Thousands of years ago duplicate metal structures were cast from an original sculpture by the lost-wax casting process. Investment casting is one of the oldest metal-forming techniques based on this lost-wax casting process. A beeswax pattern is coated with refractory ceramic material, which then hardens and takes the shape of the casting. The ceramic mold is then heated to melt the wax and remove it. Molten metal is then poured into the cavity. The metal solidifies and the ceramic mold is broken. This casting method allows the production of components with accuracy, repeatability, versatility, and integrity in a variety of metals and high-performance alloys.
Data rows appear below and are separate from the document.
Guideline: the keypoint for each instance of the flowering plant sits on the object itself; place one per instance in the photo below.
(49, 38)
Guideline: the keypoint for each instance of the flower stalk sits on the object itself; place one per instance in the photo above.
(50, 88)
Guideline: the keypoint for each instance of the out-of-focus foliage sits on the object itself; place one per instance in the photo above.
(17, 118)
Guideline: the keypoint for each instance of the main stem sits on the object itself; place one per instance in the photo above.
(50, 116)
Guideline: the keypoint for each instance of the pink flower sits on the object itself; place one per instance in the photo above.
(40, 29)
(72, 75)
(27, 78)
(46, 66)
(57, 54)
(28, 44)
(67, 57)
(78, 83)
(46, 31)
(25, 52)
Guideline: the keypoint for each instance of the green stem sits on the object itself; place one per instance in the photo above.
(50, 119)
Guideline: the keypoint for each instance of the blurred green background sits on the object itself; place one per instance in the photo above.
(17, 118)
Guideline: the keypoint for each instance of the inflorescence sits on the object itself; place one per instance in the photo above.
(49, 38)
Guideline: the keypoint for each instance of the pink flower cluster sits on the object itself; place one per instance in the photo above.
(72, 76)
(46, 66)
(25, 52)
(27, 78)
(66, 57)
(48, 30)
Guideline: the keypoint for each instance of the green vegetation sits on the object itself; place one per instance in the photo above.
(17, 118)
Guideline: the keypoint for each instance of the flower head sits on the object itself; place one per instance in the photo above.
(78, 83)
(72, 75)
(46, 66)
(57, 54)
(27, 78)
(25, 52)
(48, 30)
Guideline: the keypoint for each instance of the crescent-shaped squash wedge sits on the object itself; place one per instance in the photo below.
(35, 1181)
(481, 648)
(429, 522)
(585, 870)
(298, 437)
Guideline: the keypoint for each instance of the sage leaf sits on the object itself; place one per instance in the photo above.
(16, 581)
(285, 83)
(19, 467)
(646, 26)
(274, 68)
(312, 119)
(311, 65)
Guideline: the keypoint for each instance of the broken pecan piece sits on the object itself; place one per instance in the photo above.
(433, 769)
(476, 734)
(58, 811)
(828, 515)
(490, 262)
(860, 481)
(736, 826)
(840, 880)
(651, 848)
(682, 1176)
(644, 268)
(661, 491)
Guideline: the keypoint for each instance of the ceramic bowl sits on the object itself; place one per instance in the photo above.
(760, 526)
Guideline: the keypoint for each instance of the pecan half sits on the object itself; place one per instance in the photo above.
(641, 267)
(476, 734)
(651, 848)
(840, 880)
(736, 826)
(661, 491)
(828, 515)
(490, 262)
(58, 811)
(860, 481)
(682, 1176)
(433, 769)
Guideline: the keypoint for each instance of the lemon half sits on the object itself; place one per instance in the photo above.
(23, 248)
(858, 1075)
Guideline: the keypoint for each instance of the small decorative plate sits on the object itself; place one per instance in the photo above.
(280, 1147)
Aluminum alloys, bronze alloys, magnesium alloys, cast iron, stainless steel, and tool steel are the most common metals used in investment casting. For casting metals with high melting temperatures which cannot be molded in plaster or metal, this method is useful. Parts with complex geometry such as turbine blades or firearm components are generally made using investment casting. High temperature applications are also common, which include parts for automotive, aircraft, and military industries.
The biggest benefit of investment casting is that it can produce complicated parts with very fine detail and excellent surface finish that would otherwise have been difficult with a die casting method.
The manufacturing process
There are two ways for making casts: using the wax model itself in the direct method, or creating a wax copy of a model that necessarily not be of wax, with the indirect method. The following are the steps for the indirect process which can take two days to one week to complete:
The wax patterns are formed as one piece with cores being used to create any internal features on the pattern. Several wax patterns are then attached to a central wax gating system to form a tree-like assembly. The gating system has channels through which the molten metal will flow into the mold cavity.
The wax pattern tree is then dipped into a refractory slurry composed of extremely fine grained silica, water, and binders. Slurry then hardens to form a ceramic shell around the patterns and gating system. This process is repeated until the shell is hard enough to withstand the high temperature of molten metal. The ceramic shell is then placed in an oven to heat it in order to melt the wax out, leaving a hollow ceramic shell.